While it may seem more familiar and straightforward, it requires developers to perform a lot of boilerplate imperative actions (like batch preparation, for this task). Also, since there is no way to signal the backpressure in the Structured Concurrency API, the provided solution will overflow memory when batch processing is slow. Developers would have to implement the signaling system themselves to avoid that.
5.2 Events
The subscription model of the reactive approach makes it very appropriate for tasks related to events, like various listeners and event buses. To achieve this, the Project Reactor provides a few ways to create a Flux programmatically via a Sink abstraction.
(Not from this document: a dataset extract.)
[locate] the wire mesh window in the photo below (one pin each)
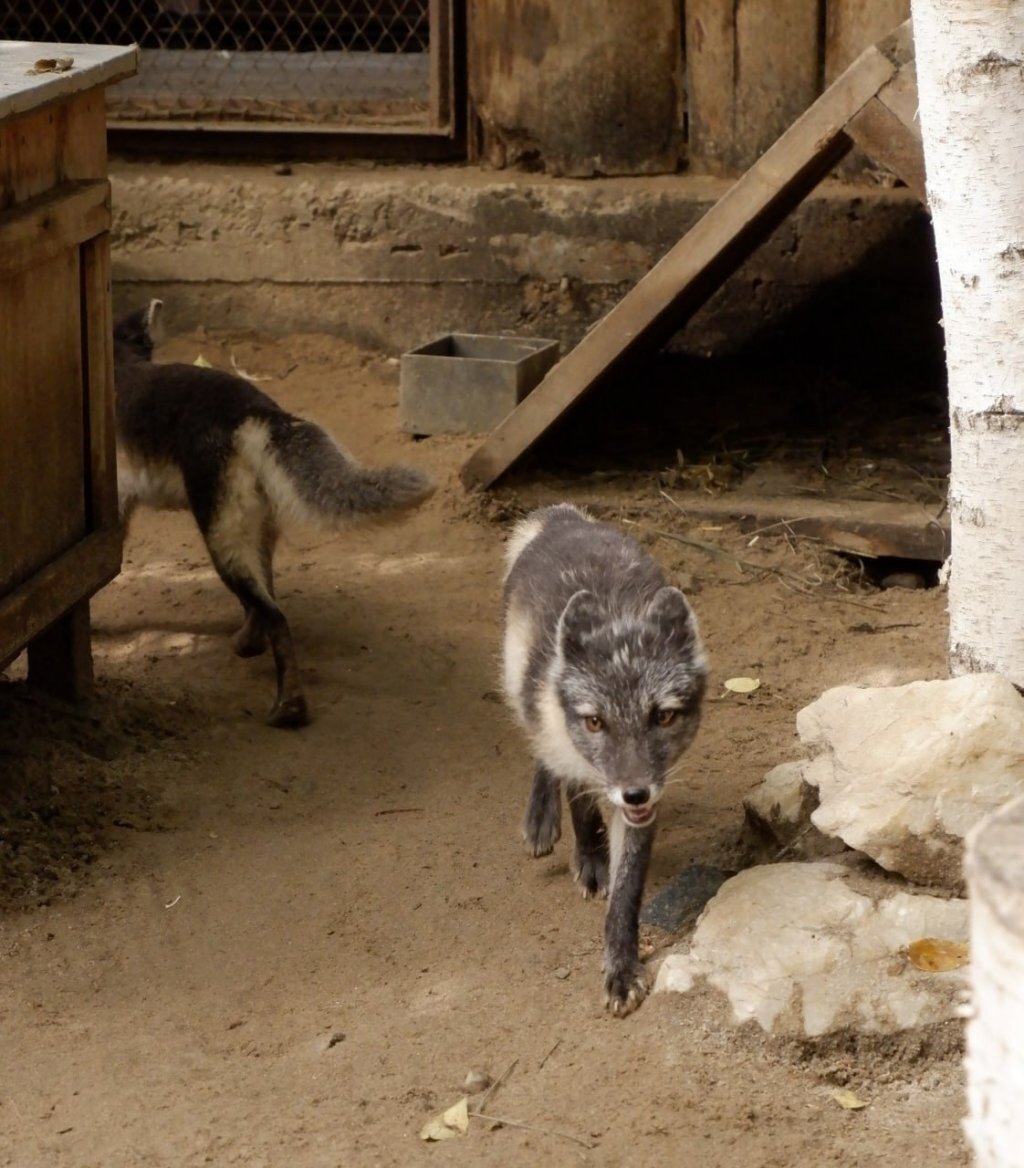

Here is an example of creating a Flux that wraps the theoretical listener interface:
interface MyEventListener<T> { void onDataChunk(List<T> chunk); void processComplete(); } Flux<String> bridge = Flux.create(sink -> { myEventProcessor.register( new MyEventListener<String>() { public void onDataChunk(List<String> chunk) { for (String s : chunk) { sink.next(s); } } public void processComplete() { sink.complete(); } }); });
This is described in more detail in the documentation. It should be noted that with this wrapper, it is now possible to subscribe to the bridge
and use all available Reactor API to buffer/filter/transform/perform any necessary logic with incoming events.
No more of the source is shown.